A l’instar du grand-père, le M23 trouvera à redire dans ce que Kinshasa lui a concédé. Au besoin, comme l’avaient ses aïeux en son temps, il va jeter les bâtons dans les roues de Kinshasa, glisser sous ses pieds des peaux de banane jusqu’à ce que celui-ci craque et crie : y en a marre ! Alors là, le M23 soutenu par les éternels parrains ougando-rwandais va brandir le non respect des engagements de la part de Kinshasa et trouver ainsi des prétextes pour reprendre les armes.
Fruit des entrailles de l’Afdl, le RCD s’est dressé comme un mouvement rebelle après avoir dirigé toutes les institutions de la RDC. Cette attitude lui a accordé toutes les faveurs à l’occasion du Dialogue intercongolais avant de faire partie de la formule 1+4 . La suite des événements a montré que cela n’a pas suffi pour renoncer à la lutte armée. Et ce fut la création du CNDP.
Ne dit-on pas que les mêmes causes produisent les mêmes effets ?  Le M23 aura beau se muer en parti politique, voire, faire partie de la majorité présidentielle, il ne sera jamais satisfait par rapport à son agenda caché dont il est d’ailleurs un simple sous-traitant.
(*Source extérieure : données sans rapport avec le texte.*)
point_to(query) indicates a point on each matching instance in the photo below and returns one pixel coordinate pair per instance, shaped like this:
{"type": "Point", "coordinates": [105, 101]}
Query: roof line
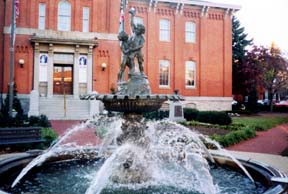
{"type": "Point", "coordinates": [204, 3]}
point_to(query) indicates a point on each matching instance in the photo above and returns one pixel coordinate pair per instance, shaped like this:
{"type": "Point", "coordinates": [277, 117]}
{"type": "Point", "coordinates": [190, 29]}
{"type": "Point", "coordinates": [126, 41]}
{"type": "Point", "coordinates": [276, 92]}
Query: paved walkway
{"type": "Point", "coordinates": [273, 141]}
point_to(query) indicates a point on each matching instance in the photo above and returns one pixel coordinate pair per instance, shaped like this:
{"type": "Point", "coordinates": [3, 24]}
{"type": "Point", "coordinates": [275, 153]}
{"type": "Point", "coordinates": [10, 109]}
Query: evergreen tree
{"type": "Point", "coordinates": [239, 44]}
Chat échaudé craint l’eau froide, dit une sagesse universelle. Kinshasa a tout intérêt à rester sur ses gardes et ne pas céder à  enchantement béat. Que le M23 soit admis à faire partie des commissions à créer pour la mise en œuvre des engagements pris par les parties passe pour un chèque en blanc.
On lui aura accordé d’être juge et partie en ce qui concerne notamment ses membres poursuivis par la justice pour crimes de guerre et crimes contre l’humanité, ou ceux qui sont impliqués dans la spoliation  des biens publics et privés.
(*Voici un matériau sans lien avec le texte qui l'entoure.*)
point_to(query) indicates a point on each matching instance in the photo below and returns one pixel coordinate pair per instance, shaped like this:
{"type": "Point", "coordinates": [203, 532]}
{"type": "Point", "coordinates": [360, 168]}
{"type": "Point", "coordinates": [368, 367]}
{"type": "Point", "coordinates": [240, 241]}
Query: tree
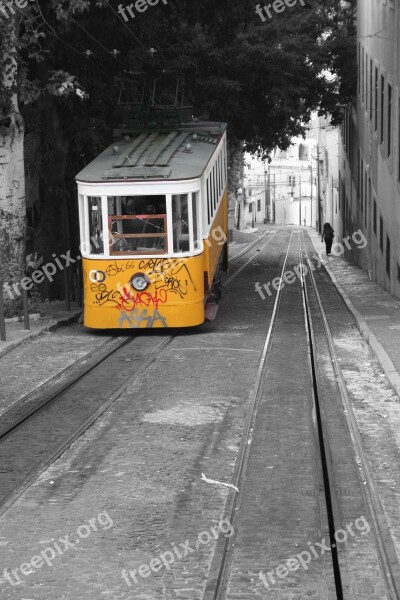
{"type": "Point", "coordinates": [64, 63]}
{"type": "Point", "coordinates": [12, 179]}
Grosso modo, bien que la hache de guerre soit enterrée et la que dissolution du M23 comme groupe armé ait été annoncée – formellement –  il n’est pas exclu que ce groupe armé engendre un autre monstre pour poursuivre le plan de partition de la RDC. D’ores et déjà la communauté internationale a embouché la révision des frontières, comme en écho     aux fossoyeurs de l’ex-colonie belge.
Un autre goulot d’étranglement, c’est la réinsertion sociale des ex-mutins. Nul n’ignore comment  s’est terminé le Programme DDR (Désarmement-Démobilisation-Réinsertion). Financé par la Banque mondiale, ce Programme a connu une gestion calamiteuse au point où, la veille de l’arrivée d’un haut responsable de cette institution de Bretton Woods à Kinshasa, toutes les archives ont été brûlées pour effacer toute trace de la magouille.
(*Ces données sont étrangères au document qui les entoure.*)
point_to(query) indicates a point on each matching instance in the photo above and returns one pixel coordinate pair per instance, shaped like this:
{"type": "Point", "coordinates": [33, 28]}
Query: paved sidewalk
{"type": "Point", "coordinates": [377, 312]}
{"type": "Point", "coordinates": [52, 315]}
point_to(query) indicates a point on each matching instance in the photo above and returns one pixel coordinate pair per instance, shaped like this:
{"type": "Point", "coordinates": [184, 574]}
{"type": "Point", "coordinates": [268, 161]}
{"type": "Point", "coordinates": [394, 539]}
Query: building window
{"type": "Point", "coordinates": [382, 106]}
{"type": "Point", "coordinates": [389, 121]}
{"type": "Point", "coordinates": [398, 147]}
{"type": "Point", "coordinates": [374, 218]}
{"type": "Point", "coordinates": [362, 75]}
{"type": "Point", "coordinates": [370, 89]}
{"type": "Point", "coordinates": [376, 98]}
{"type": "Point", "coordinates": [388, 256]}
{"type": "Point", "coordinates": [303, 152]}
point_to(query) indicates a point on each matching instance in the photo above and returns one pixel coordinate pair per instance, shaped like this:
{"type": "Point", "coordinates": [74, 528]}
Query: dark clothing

Et Kinshasa, qui s’engage à faciliter le désarmement, la  démobilisation et la réinsertion des combattants du M23, n’est pas en mesure de tout supporter. C’est dire que cette réinsertion sociale est hypothétique. Le tri sera difficile. Et à la longue, on risque de revenir à la case départ, le M23 étant déjà sur les traces de ses parents.